As someone who has a milder form of ME I can fully confess that reading these forums gave me an unrealistic fear of exercise. I consequently reduced my exercise and my symptoms worsened.
I wonder if you would mind expanding on that please, because I can't understand how reducing exercise levels could worsen ME symptoms? I assume you continued to participate in a range of daily activities, as it's almost impossible to entirely stop daily activities, unless severely ill. (I mean, I can't imagine that you stopped activity altogether and took to your bed for months on end?) If you continued with daily activities (e.g. walking to the sofa, showering, walking between rooms in the home, picking up your post, doing occasional laundry, making a cup of tea a few times a day, walking to the garden or to the local shop, etc.) then you wouldn't have suffered from any long-term muscular deconditioning, and I can't see how your health would have been adversely affected.

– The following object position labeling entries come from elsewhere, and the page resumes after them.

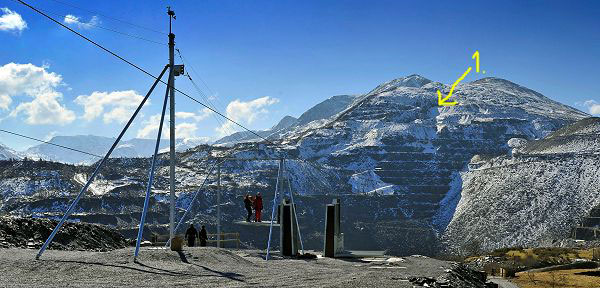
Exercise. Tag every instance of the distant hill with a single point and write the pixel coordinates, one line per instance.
(532, 198)
(319, 112)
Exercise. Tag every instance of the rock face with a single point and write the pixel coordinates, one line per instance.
(31, 233)
(393, 156)
(532, 198)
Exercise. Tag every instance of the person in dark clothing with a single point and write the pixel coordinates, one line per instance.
(258, 207)
(190, 235)
(203, 236)
(248, 205)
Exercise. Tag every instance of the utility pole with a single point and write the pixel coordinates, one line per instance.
(171, 127)
(219, 206)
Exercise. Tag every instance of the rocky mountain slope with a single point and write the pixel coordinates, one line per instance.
(531, 198)
(319, 112)
(31, 233)
(393, 156)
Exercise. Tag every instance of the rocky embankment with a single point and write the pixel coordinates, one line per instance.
(534, 197)
(31, 233)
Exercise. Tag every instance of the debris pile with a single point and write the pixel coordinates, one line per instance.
(457, 277)
(32, 232)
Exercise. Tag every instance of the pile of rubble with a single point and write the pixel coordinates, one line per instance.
(32, 232)
(458, 277)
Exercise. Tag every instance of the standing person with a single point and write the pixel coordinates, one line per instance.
(248, 205)
(203, 236)
(258, 207)
(190, 235)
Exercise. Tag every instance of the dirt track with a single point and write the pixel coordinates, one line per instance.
(203, 267)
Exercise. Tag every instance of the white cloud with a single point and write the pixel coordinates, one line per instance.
(184, 130)
(38, 83)
(74, 20)
(50, 135)
(11, 21)
(120, 105)
(204, 113)
(245, 112)
(593, 107)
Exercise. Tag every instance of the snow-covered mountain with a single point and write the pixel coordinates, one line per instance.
(99, 145)
(393, 155)
(532, 198)
(320, 112)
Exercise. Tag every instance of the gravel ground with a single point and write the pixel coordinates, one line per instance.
(204, 266)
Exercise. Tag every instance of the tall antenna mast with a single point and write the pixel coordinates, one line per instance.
(171, 14)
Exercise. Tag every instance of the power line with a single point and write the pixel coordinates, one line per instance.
(110, 17)
(142, 70)
(50, 143)
(105, 28)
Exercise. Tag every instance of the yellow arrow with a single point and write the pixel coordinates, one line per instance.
(442, 101)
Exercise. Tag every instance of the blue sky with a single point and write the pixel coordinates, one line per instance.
(262, 60)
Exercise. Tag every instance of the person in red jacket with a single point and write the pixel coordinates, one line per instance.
(258, 207)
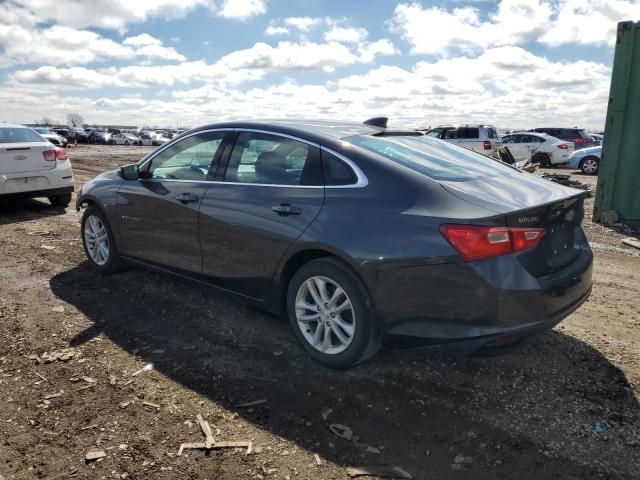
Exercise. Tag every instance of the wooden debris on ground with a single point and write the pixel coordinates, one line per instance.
(251, 404)
(632, 242)
(210, 442)
(94, 455)
(382, 471)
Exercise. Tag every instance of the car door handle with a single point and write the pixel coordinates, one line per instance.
(285, 209)
(187, 198)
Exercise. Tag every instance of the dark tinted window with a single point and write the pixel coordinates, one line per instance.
(273, 160)
(468, 132)
(433, 158)
(337, 172)
(19, 135)
(188, 159)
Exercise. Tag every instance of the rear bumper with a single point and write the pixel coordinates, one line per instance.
(481, 303)
(49, 192)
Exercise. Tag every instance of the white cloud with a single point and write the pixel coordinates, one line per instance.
(346, 35)
(304, 24)
(589, 22)
(110, 14)
(272, 30)
(58, 45)
(437, 31)
(149, 46)
(242, 9)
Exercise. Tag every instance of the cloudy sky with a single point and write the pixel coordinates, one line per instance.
(518, 63)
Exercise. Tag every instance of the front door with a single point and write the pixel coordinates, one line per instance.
(158, 214)
(272, 191)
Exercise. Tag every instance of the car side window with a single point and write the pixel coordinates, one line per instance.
(271, 159)
(450, 134)
(336, 171)
(189, 159)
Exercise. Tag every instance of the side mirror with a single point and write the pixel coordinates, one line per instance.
(130, 172)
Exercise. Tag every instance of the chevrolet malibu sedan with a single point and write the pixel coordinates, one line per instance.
(360, 234)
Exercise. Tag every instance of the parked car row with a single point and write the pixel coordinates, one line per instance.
(544, 146)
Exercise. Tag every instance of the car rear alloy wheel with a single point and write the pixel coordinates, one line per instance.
(331, 313)
(590, 166)
(325, 315)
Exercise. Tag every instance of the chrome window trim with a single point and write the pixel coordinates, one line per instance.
(362, 180)
(159, 150)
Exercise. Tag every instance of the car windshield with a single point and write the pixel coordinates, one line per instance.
(19, 135)
(431, 157)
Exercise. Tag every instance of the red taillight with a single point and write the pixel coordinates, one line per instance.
(62, 154)
(477, 242)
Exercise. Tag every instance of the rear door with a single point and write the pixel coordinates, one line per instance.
(271, 192)
(517, 148)
(158, 214)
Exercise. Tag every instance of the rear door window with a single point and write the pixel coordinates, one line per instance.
(189, 159)
(19, 135)
(270, 159)
(469, 133)
(430, 157)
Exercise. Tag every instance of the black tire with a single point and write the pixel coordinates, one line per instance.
(588, 162)
(542, 159)
(62, 200)
(114, 263)
(366, 337)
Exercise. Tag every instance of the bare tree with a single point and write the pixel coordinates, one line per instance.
(74, 120)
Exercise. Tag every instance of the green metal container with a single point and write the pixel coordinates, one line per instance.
(619, 176)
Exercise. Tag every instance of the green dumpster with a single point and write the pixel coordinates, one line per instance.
(618, 187)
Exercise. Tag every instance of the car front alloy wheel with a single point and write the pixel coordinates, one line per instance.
(98, 241)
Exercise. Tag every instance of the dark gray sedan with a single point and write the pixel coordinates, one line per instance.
(361, 234)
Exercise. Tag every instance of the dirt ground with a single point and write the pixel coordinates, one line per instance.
(563, 406)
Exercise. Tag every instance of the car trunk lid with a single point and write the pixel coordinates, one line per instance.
(25, 157)
(532, 202)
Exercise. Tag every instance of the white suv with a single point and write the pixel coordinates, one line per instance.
(32, 167)
(479, 138)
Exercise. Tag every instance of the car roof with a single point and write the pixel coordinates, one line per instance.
(12, 125)
(304, 128)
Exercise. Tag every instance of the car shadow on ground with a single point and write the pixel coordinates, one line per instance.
(511, 414)
(25, 210)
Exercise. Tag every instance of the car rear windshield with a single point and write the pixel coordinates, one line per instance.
(431, 157)
(19, 135)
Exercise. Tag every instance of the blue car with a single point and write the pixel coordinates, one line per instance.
(586, 159)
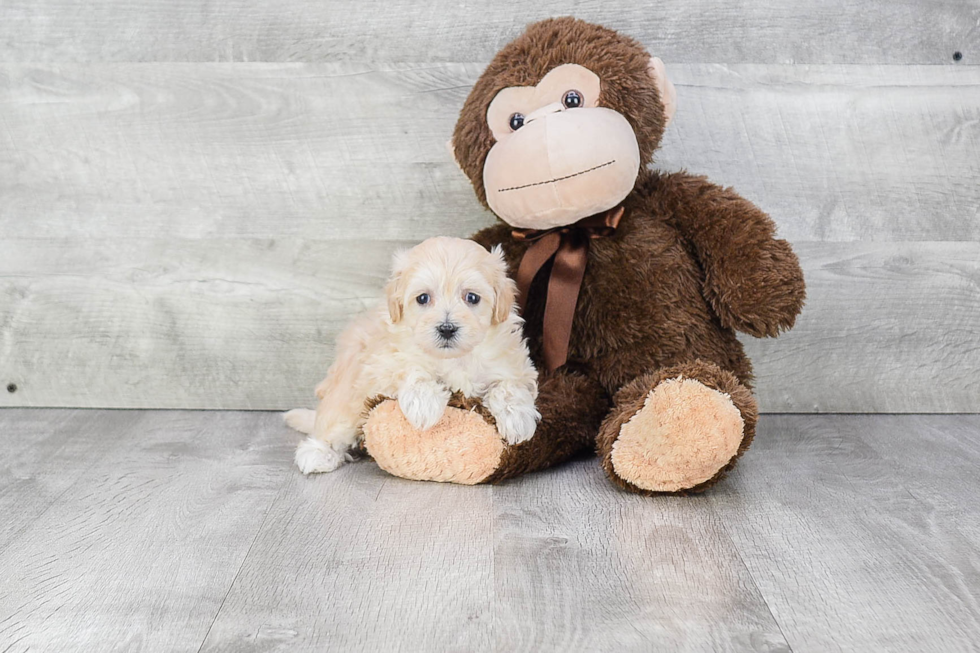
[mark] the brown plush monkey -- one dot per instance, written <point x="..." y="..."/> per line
<point x="633" y="281"/>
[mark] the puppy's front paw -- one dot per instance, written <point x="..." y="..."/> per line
<point x="423" y="403"/>
<point x="315" y="456"/>
<point x="514" y="412"/>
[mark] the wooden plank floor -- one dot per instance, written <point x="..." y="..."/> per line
<point x="191" y="531"/>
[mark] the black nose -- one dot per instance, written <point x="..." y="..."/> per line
<point x="447" y="330"/>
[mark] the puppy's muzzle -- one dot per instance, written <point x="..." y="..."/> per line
<point x="447" y="331"/>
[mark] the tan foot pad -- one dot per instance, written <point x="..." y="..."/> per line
<point x="684" y="434"/>
<point x="461" y="448"/>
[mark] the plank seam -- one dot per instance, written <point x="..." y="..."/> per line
<point x="251" y="544"/>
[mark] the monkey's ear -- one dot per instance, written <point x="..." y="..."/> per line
<point x="451" y="148"/>
<point x="395" y="288"/>
<point x="668" y="94"/>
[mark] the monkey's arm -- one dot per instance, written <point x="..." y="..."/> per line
<point x="752" y="279"/>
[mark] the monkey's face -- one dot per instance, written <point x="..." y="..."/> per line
<point x="558" y="156"/>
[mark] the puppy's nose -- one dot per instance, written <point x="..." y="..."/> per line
<point x="447" y="330"/>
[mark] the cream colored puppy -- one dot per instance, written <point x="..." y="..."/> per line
<point x="450" y="324"/>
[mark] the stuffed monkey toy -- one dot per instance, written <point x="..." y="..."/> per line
<point x="632" y="281"/>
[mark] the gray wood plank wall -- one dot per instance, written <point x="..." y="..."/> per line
<point x="195" y="197"/>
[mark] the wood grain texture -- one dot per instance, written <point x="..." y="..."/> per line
<point x="581" y="566"/>
<point x="358" y="560"/>
<point x="804" y="31"/>
<point x="845" y="555"/>
<point x="139" y="552"/>
<point x="887" y="327"/>
<point x="351" y="151"/>
<point x="44" y="454"/>
<point x="193" y="531"/>
<point x="241" y="323"/>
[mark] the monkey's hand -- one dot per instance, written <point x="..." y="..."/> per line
<point x="760" y="292"/>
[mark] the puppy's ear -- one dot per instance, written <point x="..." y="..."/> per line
<point x="504" y="288"/>
<point x="395" y="288"/>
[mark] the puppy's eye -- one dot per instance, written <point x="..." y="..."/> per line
<point x="572" y="100"/>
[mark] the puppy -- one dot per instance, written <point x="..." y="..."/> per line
<point x="450" y="324"/>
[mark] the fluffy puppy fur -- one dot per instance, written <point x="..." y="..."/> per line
<point x="450" y="324"/>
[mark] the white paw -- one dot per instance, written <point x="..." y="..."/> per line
<point x="315" y="456"/>
<point x="514" y="411"/>
<point x="423" y="403"/>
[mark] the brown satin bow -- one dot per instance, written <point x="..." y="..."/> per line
<point x="570" y="247"/>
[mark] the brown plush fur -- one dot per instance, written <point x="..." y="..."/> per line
<point x="661" y="298"/>
<point x="619" y="61"/>
<point x="690" y="263"/>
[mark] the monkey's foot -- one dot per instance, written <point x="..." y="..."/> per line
<point x="680" y="435"/>
<point x="463" y="447"/>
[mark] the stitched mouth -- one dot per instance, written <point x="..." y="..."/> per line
<point x="551" y="181"/>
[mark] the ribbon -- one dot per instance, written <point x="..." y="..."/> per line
<point x="569" y="245"/>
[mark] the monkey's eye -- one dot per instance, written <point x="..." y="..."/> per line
<point x="572" y="100"/>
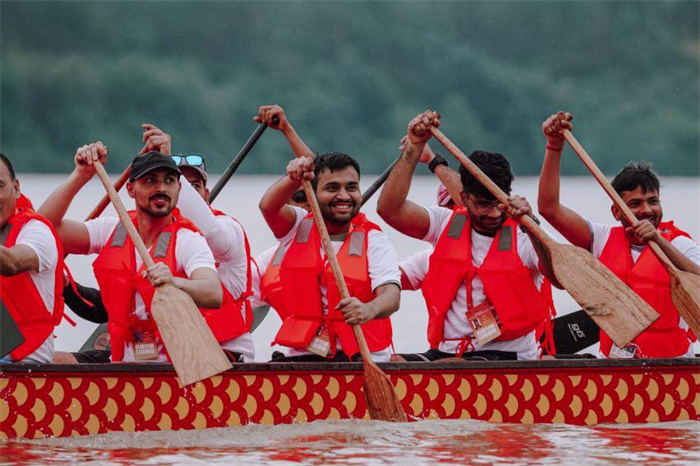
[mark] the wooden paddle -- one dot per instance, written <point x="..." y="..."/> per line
<point x="685" y="286"/>
<point x="192" y="348"/>
<point x="613" y="305"/>
<point x="382" y="402"/>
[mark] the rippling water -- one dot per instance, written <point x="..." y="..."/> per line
<point x="373" y="442"/>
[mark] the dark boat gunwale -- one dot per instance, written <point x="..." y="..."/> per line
<point x="356" y="367"/>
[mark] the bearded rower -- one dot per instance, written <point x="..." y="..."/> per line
<point x="182" y="257"/>
<point x="483" y="289"/>
<point x="315" y="321"/>
<point x="623" y="248"/>
<point x="31" y="270"/>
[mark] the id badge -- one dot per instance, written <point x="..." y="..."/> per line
<point x="483" y="323"/>
<point x="627" y="352"/>
<point x="321" y="343"/>
<point x="145" y="344"/>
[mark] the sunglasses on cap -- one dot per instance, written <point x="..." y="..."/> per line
<point x="195" y="160"/>
<point x="299" y="197"/>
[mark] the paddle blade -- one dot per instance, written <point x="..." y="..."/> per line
<point x="618" y="310"/>
<point x="382" y="401"/>
<point x="193" y="350"/>
<point x="685" y="292"/>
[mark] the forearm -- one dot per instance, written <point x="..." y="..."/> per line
<point x="56" y="205"/>
<point x="273" y="205"/>
<point x="450" y="179"/>
<point x="298" y="146"/>
<point x="677" y="258"/>
<point x="205" y="292"/>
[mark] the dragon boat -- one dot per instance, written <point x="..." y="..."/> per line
<point x="74" y="400"/>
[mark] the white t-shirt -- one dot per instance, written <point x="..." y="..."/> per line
<point x="191" y="253"/>
<point x="601" y="233"/>
<point x="226" y="239"/>
<point x="456" y="324"/>
<point x="37" y="235"/>
<point x="262" y="260"/>
<point x="382" y="262"/>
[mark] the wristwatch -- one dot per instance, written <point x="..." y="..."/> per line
<point x="438" y="160"/>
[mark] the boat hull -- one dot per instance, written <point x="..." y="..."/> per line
<point x="63" y="401"/>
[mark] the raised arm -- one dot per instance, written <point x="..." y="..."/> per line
<point x="268" y="113"/>
<point x="279" y="216"/>
<point x="74" y="235"/>
<point x="406" y="216"/>
<point x="448" y="177"/>
<point x="564" y="220"/>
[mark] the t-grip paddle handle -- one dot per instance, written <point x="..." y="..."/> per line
<point x="525" y="220"/>
<point x="123" y="215"/>
<point x="617" y="200"/>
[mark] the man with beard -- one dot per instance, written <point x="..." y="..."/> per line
<point x="316" y="321"/>
<point x="483" y="286"/>
<point x="182" y="257"/>
<point x="31" y="267"/>
<point x="623" y="248"/>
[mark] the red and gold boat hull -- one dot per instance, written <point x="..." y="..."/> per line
<point x="62" y="401"/>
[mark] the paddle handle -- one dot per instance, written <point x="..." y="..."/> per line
<point x="123" y="215"/>
<point x="525" y="220"/>
<point x="379" y="181"/>
<point x="617" y="200"/>
<point x="104" y="202"/>
<point x="231" y="169"/>
<point x="335" y="265"/>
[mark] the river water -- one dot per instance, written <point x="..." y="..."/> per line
<point x="371" y="442"/>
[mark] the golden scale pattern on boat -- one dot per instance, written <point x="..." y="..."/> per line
<point x="58" y="404"/>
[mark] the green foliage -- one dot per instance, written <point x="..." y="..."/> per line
<point x="350" y="75"/>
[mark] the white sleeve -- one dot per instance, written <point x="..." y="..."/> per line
<point x="688" y="248"/>
<point x="439" y="218"/>
<point x="300" y="213"/>
<point x="416" y="267"/>
<point x="37" y="236"/>
<point x="220" y="237"/>
<point x="192" y="252"/>
<point x="599" y="236"/>
<point x="100" y="230"/>
<point x="382" y="260"/>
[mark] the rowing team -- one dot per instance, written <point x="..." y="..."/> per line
<point x="487" y="293"/>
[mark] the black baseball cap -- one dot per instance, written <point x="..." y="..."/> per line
<point x="143" y="164"/>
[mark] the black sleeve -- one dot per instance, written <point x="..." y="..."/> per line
<point x="95" y="313"/>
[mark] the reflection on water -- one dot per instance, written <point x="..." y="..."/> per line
<point x="372" y="442"/>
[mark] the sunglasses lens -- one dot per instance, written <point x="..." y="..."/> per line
<point x="194" y="159"/>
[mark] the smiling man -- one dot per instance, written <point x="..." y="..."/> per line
<point x="316" y="322"/>
<point x="182" y="257"/>
<point x="623" y="248"/>
<point x="483" y="288"/>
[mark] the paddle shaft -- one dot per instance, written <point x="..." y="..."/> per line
<point x="237" y="160"/>
<point x="123" y="215"/>
<point x="527" y="221"/>
<point x="626" y="212"/>
<point x="380" y="181"/>
<point x="333" y="261"/>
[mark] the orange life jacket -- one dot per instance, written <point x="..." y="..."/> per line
<point x="508" y="284"/>
<point x="648" y="278"/>
<point x="271" y="285"/>
<point x="301" y="273"/>
<point x="116" y="274"/>
<point x="19" y="295"/>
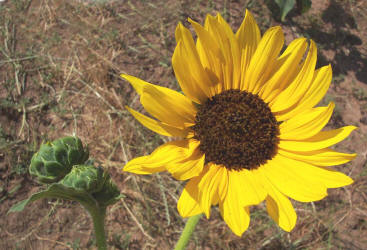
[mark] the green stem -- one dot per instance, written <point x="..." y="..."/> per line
<point x="187" y="232"/>
<point x="98" y="215"/>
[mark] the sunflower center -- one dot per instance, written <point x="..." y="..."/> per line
<point x="237" y="130"/>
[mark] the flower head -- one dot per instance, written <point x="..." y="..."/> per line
<point x="247" y="120"/>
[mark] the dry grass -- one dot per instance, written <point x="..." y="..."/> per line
<point x="59" y="71"/>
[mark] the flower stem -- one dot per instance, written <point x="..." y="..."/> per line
<point x="98" y="215"/>
<point x="187" y="232"/>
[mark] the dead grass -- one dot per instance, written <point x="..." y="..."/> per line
<point x="59" y="72"/>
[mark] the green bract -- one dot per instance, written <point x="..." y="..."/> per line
<point x="55" y="159"/>
<point x="86" y="178"/>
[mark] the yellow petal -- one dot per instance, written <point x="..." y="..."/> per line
<point x="322" y="157"/>
<point x="157" y="126"/>
<point x="208" y="186"/>
<point x="169" y="107"/>
<point x="263" y="60"/>
<point x="230" y="48"/>
<point x="187" y="62"/>
<point x="281" y="210"/>
<point x="236" y="216"/>
<point x="188" y="204"/>
<point x="251" y="188"/>
<point x="166" y="154"/>
<point x="210" y="54"/>
<point x="321" y="140"/>
<point x="298" y="88"/>
<point x="306" y="124"/>
<point x="287" y="66"/>
<point x="279" y="207"/>
<point x="318" y="88"/>
<point x="248" y="37"/>
<point x="137" y="83"/>
<point x="188" y="167"/>
<point x="291" y="182"/>
<point x="322" y="175"/>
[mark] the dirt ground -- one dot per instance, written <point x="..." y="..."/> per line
<point x="59" y="73"/>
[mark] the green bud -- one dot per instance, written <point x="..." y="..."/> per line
<point x="55" y="159"/>
<point x="86" y="178"/>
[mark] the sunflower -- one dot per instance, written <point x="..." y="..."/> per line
<point x="246" y="128"/>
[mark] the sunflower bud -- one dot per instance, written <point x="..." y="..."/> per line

Do you specifically mean that 'exercise' rather than 'activity' helped improve your symptoms? If you mean that actual 'exercise' improved your illness, then it suggests that you don't have 'ME' as defined by CCC & ICC, or 'SEID' as defined by the IOM, or CFS/ME as defined by NICE, as they all require a post-exertional exacerbation of symptoms for a diagnosis. If your illness responds positively to exercise, then obviously that's great, but it suggests that you don't have ME, but that you experience fatigue due to some other mechanism or illness. (
Edit: I never find it attractive to question people's diagnosis, and perhaps I'm being unfair to put these questions to you, but your comment baffles me.)
As an aside, i've always struggled to reduce my activity levels; As soon as I'm feeling slightly better I go bounding off and cause yet another relapse. It took me years to learn (the hard way) to slow down. I think most of us struggle to reduce our activity levels such that we avoid causing relapses.